Verbs check verbs (the cross-check web). This is the part that needed the lexicon first: decompose is verified by transport (does the extracted core actually project into ≥3 alien domains?); salience-rank by ablation (does removing the prime change the recommendation?); lift by witness-checking (L1) and its coverage map (L2); compose by referential integrity. A grammar is not just a list of operations — it is which compositions are legal and which verb verifies which other.
Typing, in detail. framed/structural typing gates decompose (only a framed prime has a frame to strip — a no-op on a structural one) and shapes transport (recognitional for structural inputs, interpretive for framed); it does not gate lift — that gate was tested and refuted.

Summary scorecard¶

verb	coherent	actionable (checkable core)	value — tested?
match (retrieve)	✓	✓ mechanical	live bottleneck; value is in the search engineering, not the verb
salience-rank	✓	~ soft (ablatable)	untested in isolation
prune	✓	~ soft	untested
compose	✓	✓ mechanical (ref-integrity)	untested in isolation
lift	✓	✓ mechanical (coverage map)	tested → largely NULL at the frontier; framed/structural gate refuted
lower (+homolog)	✓	~ semi-mechanical	untested; homolog-mode adds robustness not feasibility
transport (retrieve+map)	✓	~ split (map unverified)	untested; the hardest operation
decompose	✓	~ transport-verifiable	untested; framed/structural gate genuinely applies here
evaluate-fit (gate)	✓	✓ mechanizable	most promising for quality / strongest as a verifier; not isolated
reconcile	✓	✗ soft only	untested; diagnostic suggests often decorative

What this grammar is, and is not¶

It is: a coherent, typed vocabulary of operations on abstractions, with explicit composition rules and a web of which-verb-checks-which — a small, legible DSL of abstraction-manipulation, and a set of teachable primitives. Four verbs (compose, lift, evaluate-fit, and decompose-via-transport) have genuinely mechanical checkable cores; the rest rest on soft judgment.

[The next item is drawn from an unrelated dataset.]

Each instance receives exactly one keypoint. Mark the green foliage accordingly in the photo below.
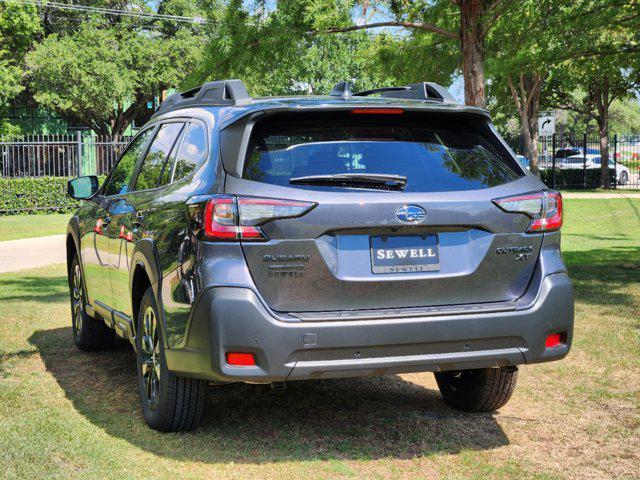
(573, 178)
(19, 23)
(105, 70)
(36, 195)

It is not: a validated calculus. Only lift was empirically stress-tested, and for the one use we tested — runtime scaffolding for a frontier model — its measured value was null (and its framed/structural gate was refuted). Whether this grammar earns its keep as training signal (teaching a model the moves) or as a human curriculum (teaching people to lift, transport, decompose, gate) remains open, and is — per the retrospective — the more promising place to look.